February 11th, 2014

This posting was created by Patrick McFadin, Chief Evangelist for Apache Cassandra at DataStax. To view more postings by Patrick, be sure to check out his blog at PatrickMcFadin.com.

Many of you who know me, know that I rarely get negative about your data store choice. If you’ve done your diligence and it works for you, great. We live in an age with an over-abundance of choices, so something should fit your use case. Yes, I would prefer you use Apache Cassandra. Not because I’m an evangelist, but because I’ve personally done great things with this technology and I believe in it. When you say you will be going a different direction, I’ll wish you luck and go on my way. You won’t see me flipping out, waving my hands…

Until today.

You know when you see something repeatedly and you can’t help but think there is more to this? I’m having one of those moments. I’ve been doing full time consulting for Cassandra for probably a year and a half at this point. In the past year there has been a rising chorus of users stuck on a cliff with MongoDB and are desperate to get out. I hear some really tough stories about how it seemed to be a great fit when they started, only to find out it wasn’t matching the scale they needed. They were told it was “Web Scale” but to paraphrase Inigo Montoya from Princess Bride “This word Web Scale, it does not mean what you think it means” There have been some pretty public stories about this growing problem. The team over at Shift talked about the need for migration away from MongoDB and onto Cassandra is a recent interview.
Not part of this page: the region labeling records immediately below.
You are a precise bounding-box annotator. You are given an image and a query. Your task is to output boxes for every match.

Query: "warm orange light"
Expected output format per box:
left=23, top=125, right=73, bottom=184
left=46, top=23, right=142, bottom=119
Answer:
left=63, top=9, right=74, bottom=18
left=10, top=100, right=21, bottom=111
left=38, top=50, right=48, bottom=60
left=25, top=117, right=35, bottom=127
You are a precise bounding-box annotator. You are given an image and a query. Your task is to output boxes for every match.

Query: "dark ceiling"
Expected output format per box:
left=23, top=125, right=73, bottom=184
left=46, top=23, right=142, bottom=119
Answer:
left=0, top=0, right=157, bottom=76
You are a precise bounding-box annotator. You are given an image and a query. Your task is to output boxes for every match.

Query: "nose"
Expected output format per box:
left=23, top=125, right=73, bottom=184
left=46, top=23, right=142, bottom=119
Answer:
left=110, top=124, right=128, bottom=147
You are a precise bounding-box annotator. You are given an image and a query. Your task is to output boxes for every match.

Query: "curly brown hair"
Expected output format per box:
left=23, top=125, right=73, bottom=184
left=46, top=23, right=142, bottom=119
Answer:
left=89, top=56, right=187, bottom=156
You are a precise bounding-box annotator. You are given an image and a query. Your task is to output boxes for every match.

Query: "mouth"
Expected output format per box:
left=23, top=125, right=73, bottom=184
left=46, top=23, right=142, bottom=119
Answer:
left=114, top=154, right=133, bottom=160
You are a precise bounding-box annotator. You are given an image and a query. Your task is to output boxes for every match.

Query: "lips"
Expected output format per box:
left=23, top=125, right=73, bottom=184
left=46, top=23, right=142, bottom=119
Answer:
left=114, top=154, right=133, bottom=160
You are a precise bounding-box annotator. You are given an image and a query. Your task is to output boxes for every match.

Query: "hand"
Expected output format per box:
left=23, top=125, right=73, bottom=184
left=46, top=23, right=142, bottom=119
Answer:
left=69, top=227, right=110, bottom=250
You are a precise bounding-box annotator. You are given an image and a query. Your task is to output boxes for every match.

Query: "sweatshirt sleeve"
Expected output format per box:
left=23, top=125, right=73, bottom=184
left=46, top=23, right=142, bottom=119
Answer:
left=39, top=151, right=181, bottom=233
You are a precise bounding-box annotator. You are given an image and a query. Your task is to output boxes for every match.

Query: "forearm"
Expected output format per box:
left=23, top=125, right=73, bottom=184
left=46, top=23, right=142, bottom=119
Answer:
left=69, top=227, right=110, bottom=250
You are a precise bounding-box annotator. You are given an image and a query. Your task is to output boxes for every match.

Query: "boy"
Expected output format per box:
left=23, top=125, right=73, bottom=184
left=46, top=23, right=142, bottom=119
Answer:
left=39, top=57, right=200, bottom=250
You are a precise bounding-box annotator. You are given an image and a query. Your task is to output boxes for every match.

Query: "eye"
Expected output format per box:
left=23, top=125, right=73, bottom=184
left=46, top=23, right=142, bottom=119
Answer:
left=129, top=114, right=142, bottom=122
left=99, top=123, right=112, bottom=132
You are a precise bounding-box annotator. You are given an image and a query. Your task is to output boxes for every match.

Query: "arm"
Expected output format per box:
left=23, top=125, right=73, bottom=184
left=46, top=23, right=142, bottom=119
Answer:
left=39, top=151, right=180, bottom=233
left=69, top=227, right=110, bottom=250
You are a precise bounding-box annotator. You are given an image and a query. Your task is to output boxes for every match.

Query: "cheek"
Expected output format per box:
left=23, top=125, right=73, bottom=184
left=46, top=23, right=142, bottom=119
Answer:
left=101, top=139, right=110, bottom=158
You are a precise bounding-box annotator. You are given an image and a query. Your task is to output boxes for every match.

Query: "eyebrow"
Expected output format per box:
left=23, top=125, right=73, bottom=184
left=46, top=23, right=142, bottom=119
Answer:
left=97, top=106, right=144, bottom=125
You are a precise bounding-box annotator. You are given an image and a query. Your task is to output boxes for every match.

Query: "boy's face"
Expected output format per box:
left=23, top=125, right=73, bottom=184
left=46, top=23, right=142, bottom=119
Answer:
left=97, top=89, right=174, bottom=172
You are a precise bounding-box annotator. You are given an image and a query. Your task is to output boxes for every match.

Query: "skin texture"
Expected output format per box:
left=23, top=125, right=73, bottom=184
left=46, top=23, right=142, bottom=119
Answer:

Many of us have done interesting tricks to make relational databases scale, they found that they were having to do the same stuff with MongoDB. I love this quote from John Haddad, Senior Architect at Shift:

“Cassandra is much more sane to deal with than MongoDB. MongoDB just has more moving parts architecturally, and pulling our data simply ground it to a halt. With Cassandra, it’s insanely fast, and managing the data is a no-brainer for us.”

When I ran infrastructure, I wanted the no-brainer. I say this all the time: the database should be the most boring thing in your datacenter. Is it scaling? Yep. Is it online? Yep. Boring.

They aren’t the only vocal ones either. On PlanetCassandra.org there are a lot of interviews just like it. Internet of Things search engine Shodan limited-out MongoDB and had to move or just stop collecting data. (Not an option.) Analytics provider Retailigence was driving off the same cliff. When you build an application to make money, you really don’t want something in the way. It’s like having a silent thief in your store stealing away your profits. If you have investors, that’s going to be a hard meeting when you say cash flow is down because of scaling problems.

The scaling and uptime of Cassandra are well known. We see it proven time and time again. Cassandra was born of the Dynamo paper from Amazon.com. A project started to store shopping cart data with just those requirements. They make an average of $1,000 a second and if you know stats, that is masking what happens during the holiday season. They put the A-list engineers on that problem and the end result was evolutionary computer science. Not revolutionary. Evolutionary. If your money pipe is on the line, don’t mess around and come up with something fancy and completely new. This, in part, is why we see engineers using Cassandra in production. It’s the evolved state of data storage for the next generation of web applications. And you don’t need to be a startup to see it. Many top tier companies are using Cassandra every day to make money. This quote from Christos Kalazantis at Netflix sums it up:

“We considered Mongo. We considered Riak. We considered all these other databases. But the architecture of Cassandra and its availability, consistency tuning and scalability made it a clear choice.”

So why are teams going down this path in the first place? Sadly, it’s something I would have conceded to MongoDB not to long ago. Ease of use for developers. When you have to get your application out the door, sometimes speed of development is the primary motivator. If you’re told it will scale, you check the box and get to building your application. A lot has changed over the past couple of years with Cassandra and I don’t think it’s true any more. CQL (Cassandra Query Language) has brought a very familiar syntax to the development story. “select * from users” Hey I get that! I talk to developers every day and I hear how they were almost instantly productive and writing applications. There isn’t a huge up-front payment with Cassandra anymore in learning how to get data in and out.

Ok. I can’t rant any more. I just want to help you if you are seeing that cliff. We don’t need anymore “I had to migrate off MongoDB” stories on Planet Cassandra. There are plenty. What can you do to get going? We have a lot of people creating amazing resources to help get your scaling story right the first time. If you’re brand new, head over to the Getting Started page on Planet Cassandra. We have a path lined up to get you started quickly: Docs. Data Modeling. VM to try out. It’s all there. How about your use case? There are functional use case examples to dig into and tons of industry use case interviews. When you have questions, don’t hesitate to ask! StackOverflow. Mailing List. IRC. If you want to use Twitter, just add a #Cassandra and we’ll find you.

When deciding on a database for your next project, the choice is yours. If what I’m talking about here matters to you, then consider what I’m saying. If you chose another database, we’ll still be friends. If you choose MongoDB because it scales? Chances are, we’ll talk again.